One approach for increasing the efficiency of randomized trials is the use of "external controls" -- individuals who received the control treatment in the trial during routine practice or in prior experimental studies. Existing external control methods, however, can have substantial bias if the populations underlying the trial and the external control data are not exchangeable. Here, we characterize a randomization-aware class of treatment effect estimators in the population underlying the trial that remain consistent and asymptotically normal when using external control data, even when exchangeability does not hold. We consider two members of this class of estimators: the well-known augmented inverse probability weighting trial-only estimator, which is the efficient estimator when only trial data are used; and a more efficient member of the class when exchangeability holds and external control data are available, which we refer to as the optimized randomization-aware estimator. To achieve robust integration of external control data in trial analyses, we then propose a combined estimator based on the efficient trial-only estimator and the optimized randomization-aware estimator. We show that the combined estimator is consistent and no less efficient than the most efficient of the two component estimators, whether the exchangeability assumption holds or not. We examine the estimators' performance in simulations and we illustrate their use with data from two trials of paliperidone extended-release for schizophrenia.
All experiments were run using R.
- To see code used for the simulation study, see experiments/run_simulation_study.R.
- Folders:
- m_estimation: contains all estimators implemented using M-estimation, including our proposed randomization-aware and combined estimators.
- other_estimators: contains alternative estimators
- data: contains file used to generate data
- experiments: contains files used to run simulations and generate plots.
- output_folder: empty folder where results are saved after running experiment.
- test: contains method to test the testable implication described in Sec. 4 of the paper.

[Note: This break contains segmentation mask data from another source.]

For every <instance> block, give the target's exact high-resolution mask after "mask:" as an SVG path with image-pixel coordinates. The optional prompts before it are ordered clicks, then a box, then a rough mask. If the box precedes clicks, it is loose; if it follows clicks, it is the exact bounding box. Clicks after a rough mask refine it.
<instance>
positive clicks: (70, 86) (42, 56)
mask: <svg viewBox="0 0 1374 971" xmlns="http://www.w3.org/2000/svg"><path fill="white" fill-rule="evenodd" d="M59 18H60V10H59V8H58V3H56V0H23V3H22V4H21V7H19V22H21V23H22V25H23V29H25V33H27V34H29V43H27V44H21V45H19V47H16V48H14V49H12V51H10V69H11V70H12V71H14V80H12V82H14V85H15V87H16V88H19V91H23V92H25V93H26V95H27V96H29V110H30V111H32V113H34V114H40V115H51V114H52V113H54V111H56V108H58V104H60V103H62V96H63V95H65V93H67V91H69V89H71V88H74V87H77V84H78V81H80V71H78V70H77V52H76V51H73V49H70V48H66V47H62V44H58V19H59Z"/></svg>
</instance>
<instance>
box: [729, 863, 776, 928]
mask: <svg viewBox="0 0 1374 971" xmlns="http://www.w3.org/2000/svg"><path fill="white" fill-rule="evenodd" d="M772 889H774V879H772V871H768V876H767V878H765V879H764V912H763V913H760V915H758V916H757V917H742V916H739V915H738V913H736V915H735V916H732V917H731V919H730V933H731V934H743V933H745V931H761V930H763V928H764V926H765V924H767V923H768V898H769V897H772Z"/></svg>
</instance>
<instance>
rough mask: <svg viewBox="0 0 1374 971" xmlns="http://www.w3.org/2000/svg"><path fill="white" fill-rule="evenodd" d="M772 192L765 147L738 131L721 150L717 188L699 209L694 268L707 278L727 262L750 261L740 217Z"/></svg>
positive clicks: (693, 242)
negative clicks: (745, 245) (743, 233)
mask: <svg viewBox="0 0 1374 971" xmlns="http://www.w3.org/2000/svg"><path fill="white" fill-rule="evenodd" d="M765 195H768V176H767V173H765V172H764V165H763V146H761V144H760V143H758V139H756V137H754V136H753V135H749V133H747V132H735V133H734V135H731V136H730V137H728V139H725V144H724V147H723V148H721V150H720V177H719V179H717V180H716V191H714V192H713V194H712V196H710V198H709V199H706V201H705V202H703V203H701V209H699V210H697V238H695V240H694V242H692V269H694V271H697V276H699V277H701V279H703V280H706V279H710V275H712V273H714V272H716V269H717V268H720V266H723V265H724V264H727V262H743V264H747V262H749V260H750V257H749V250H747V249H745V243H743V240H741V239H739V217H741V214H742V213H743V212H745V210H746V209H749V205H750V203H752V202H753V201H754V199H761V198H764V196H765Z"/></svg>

R 4.3.1 was used; below we list the necessary dependencies to run the code:
- MASS_7.3-60
- progress_1.2.3
- geex_1.1.1
- lmtest_0.9-40
- historicalborrow_1.0.4
- caret_6.0-94
- SelectiveIntegrative_1.0 (installed using devtools from Github repository: Gaochenyin/SelectiveIntegrative)
From the project root directory, we will execute the following command which has some input arguments:
Rscript experiments/run_simulation_study.R <trial_size> <external_size> <population_shift> <correct_model_specification> <seed>Each scenario corresponds to different inputs arguments.
| Scenario | Description | Command |
|---|---|---|
| A1 | Small trial, correct assumptions (Scenario A) | Rscript experiments/run_simulation_study.R 50 200 0 1 50 |
| A2 | Large trial, correct assumptions (Scenario A) | Rscript experiments/run_simulation_study.R 200 200 0 1 50 |
| B1 | Small trial, misspecified assumptions (Scenario B) | Rscript experiments/run_simulation_study.R 50 200 0.5 0 50 |
| B2 | Large trial, misspecified assumptions (Scenario B) | Rscript experiments/run_simulation_study.R 200 200 0.5 0 50 |
Note: Each command simulates 250 repetitions of that configuration. In the paper, results are based on 5000 repetitions. To reproduce the paper's results, rerun the above commands multiple times using different random seeds.
After the simulations have run, we can execute the code from the notebook experiments/plot_table_1.Rmd.
Inside the notebook, you must specify the list of simulation output files located in the output_folder/ directory.